As I continue my exploration into Jetpack Compose I ran into an interesting problem. After tapping on a TextField and filling out the contents, the cursor continued to blink. It didn’t matter if I taped outside of the field or closed the virtual keyboard, the cursor just continued to blink. Which is interesting, because I don’t ever recall this behavior on the old view system. With the old view system tapping outside of the TextField caused the keyboard to minimize and the focus to change, which then resulted in the cursor ceasing to blink.
I’m uncertain whether this is a bug in the Jetpack Compose framework or if this is an intentional design. I have a hunch it is intentional, only due to the fact that is fairly easy to change the default focus behavior to something more tailored to your specific app.
Clearing the focus
If you are new to Android and unsure what I’m talking about when I mention focus, its explained a bit in the documentation on views. Essentially, in the android framework focus is just a boolean property on view. A view will have its focus updated if a user is interacting with it or if the framework determines that a view has either been removed, hidden or became available. So why is focus important, well one of the factors that determines whether the cursor should be blinking is if the view has focus. Even though we are using composables the concept seems to hold true for composables as well.

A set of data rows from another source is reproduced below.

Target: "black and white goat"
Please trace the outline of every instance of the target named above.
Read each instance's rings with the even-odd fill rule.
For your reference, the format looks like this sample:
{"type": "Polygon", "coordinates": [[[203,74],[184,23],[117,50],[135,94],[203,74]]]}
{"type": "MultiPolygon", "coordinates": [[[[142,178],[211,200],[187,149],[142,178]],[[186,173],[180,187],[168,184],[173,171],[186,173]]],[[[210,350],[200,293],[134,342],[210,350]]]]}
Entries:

To clear the focus in a compose app we need to import the androidx.compose.ui.platform.LocalFocusManager value. After that you can get a reference to the current FocusManager interface and call clear focus.
import androidx.compose.ui.platform.LocalFocusManager
// get a copy of current focus manager
val focusManager = LocalFocusManager.current
// call clear focus
focusManager.clearFocus()
That’s it, after that the focus will be cleared. However, when do you call this?
When do you call focusManager.clearFocus()
A pattern that I like to use is to set both a keyboardOption and a keyboardAction on my TextField composable. You can pass in these objects as parameters to your TextField composable.
Lets take the keyboardOption first. In this object you can customize a few different options but the one we are interested in is imeAction. We want to set this property to ImeAction.Done. After that lets add the keyboardAction related to the Done option. This is completed by implementing the onDone keyboardAction. You can see the different options that you can customize here. Finally, lets take a look at the code for these changes below. Lines 15 – 17 are where we implement the option and action listed above, and we can see that clearFocus is being called by the onDone action.
@ExperimentalMaterial3Api
@Composable
fun TextFieldTests(){
var text by rememberSaveable() {
mutableStateOf("test")
}
val focusManager = LocalFocusManager.current
Column(horizontalAlignment = Alignment.CenterHorizontally,
verticalArrangement = Arrangement.Center) {
TextField(modifier = Modifier.fillMaxWidth(),
value = text,
onValueChange = {text = it},
keyboardOptions = KeyboardOptions(imeAction = ImeAction.Done),
keyboardActions = KeyboardActions(onDone = {
focusManager.clearFocus()
})
)
}
}
To illustrate what this looks like when the app runs take a look at the screenshots below. The first screenshot does not have any options or actions configured. The second screenshot is using the code listed above.
We can see after the change the keyboard now has a Done key as opposed to the return key, and when this ‘Done‘ key is pressed it will invoke the onDone action which then finally calls clearFocus().
There are lots of other actions that can be implemented, I only covered the onDone one. However, any other action should follow a very similar implementation as what was completed above.